Exhibit (e)(10)
Y-MABS THERAPEUTICS, INC.
EXECUTIVE SEVERANCE PLAN
AND
SUMMARY PLAN DESCRIPTION
APPROVED BY
THE BOARD OF DIRECTORS: January 6, 2025
1. Introduction. The purpose of this Y-mAbs Therapeutics, Inc. Executive Severance Plan (the “Plan”) is to provide assurances of specified severance benefits to eligible executives of the Company whose employment is terminated by the Company or a successor under certain circumstances. This Plan is an “employee welfare benefit plan,” as defined in Section 3(1) of ERISA (as defined below). With the exception of certain definitions set forth below, this Plan shall supersede any individual agreement between the Company and any Covered Employee (as defined below) and any other plan, policy or practice, whether written or unwritten, maintained by the Company with respect to a Covered Employee, in each case to the extent that such agreement, plan, policy or practice provides for equity acceleration or severance benefits upon the Covered Employee’s separation from the Company. This document constitutes both the written instrument under which the Plan is maintained and the required summary plan description for the Plan.
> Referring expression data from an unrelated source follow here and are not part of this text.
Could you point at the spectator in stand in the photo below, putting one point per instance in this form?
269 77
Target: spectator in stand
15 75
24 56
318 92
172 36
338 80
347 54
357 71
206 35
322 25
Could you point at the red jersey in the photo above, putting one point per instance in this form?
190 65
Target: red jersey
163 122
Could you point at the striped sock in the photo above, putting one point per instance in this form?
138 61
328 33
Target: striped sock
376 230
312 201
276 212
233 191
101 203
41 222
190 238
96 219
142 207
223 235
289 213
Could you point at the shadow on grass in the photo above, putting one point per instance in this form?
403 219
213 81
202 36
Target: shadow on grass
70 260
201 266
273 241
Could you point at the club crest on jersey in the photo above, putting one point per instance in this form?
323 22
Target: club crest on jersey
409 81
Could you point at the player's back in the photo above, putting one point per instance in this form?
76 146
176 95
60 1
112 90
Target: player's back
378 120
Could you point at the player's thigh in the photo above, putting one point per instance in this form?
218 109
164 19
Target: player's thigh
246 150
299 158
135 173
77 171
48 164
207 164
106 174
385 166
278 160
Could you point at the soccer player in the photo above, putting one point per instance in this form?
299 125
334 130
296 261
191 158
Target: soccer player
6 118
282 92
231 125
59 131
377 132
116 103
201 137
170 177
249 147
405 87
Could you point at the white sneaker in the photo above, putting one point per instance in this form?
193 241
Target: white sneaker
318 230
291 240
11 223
2. Definitions. For purposes of the Plan, the terms below are defined as follows:
2.1. “Administrator” means the Board or Compensation Committee prior to a Change in Control; or, after a Change in Control, one or more members of the successor Board or Compensation Committee or other persons designated by the Company’s Board or Compensation Committee prior to such Change in Control.
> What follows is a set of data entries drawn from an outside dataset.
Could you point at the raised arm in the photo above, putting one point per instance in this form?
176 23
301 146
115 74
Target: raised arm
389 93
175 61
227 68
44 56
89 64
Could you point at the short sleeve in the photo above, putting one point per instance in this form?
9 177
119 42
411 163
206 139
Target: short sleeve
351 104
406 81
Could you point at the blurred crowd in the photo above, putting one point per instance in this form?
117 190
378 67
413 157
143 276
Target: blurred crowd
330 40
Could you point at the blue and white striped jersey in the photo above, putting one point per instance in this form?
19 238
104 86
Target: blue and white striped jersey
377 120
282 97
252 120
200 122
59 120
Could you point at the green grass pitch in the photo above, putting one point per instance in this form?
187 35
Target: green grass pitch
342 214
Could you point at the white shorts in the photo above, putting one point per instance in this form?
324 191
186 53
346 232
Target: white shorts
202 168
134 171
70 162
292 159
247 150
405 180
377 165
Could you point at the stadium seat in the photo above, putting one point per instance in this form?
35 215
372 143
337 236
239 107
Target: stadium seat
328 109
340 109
2.2. “Board” means the Board of Directors of the Company.
2.3. “Cause” has the meaning ascribed to such term in any written agreement between a Covered Employee and the Company or any Affiliate of the Company defining such term and, in the absence of such agreement, such term means, with respect to a Covered Employee, the occurrence of any of the following events: (i) the Covered Employee’s commission of any felony or crime involving dishonesty; (ii) the Covered Employee’s participation in any fraud against the Company; (iii) the material breach of the Covered Employee’s duties to the Company of a nature or severity that the Company determines in its sole but reasonable discretion warrants immediate termination; (iv) the Covered Employee’s persistent unsatisfactory performance of job duties after written notice from the Company and at least thirty (30) days opportunity to cure (if deemed curable in the sole but reasonable discretion of the Company); (v) the Covered Employee’s intentional damage to any property of the Company of a material nature; (vi) the Covered Employee’s misconduct, or other violation of Company policy that causes substantial or lasting harm; (vii) the Covered Employee’s material breach of any written agreement with the Company that continues uncured for thirty (30) days; and (viii) conduct by the Covered Employee which in the good faith and reasonable determination of the Company demonstrates gross unfitness to serve.
2.4. “Change in Control” has the meaning ascribed to such term in the Equity Incentive Plan.
2.5. “Change in Control Period” means the time period commencing on the effective date of a Change in Control and ending on the first anniversary of the effective date of such Change in Control.
2.6. “COBRA” means the Consolidated Omnibus Budget Reconciliation Act of 1985, as amended.
2.7. “Code” means the Internal Revenue Code of 1986, as amended, including any applicable regulations and guidance thereunder.
2.8. “Company” means Y-mAbs Therapeutics, Inc., a Delaware corporation, and any successor.
2.9. “Compensation Committee” means the Compensation Committee of the Board.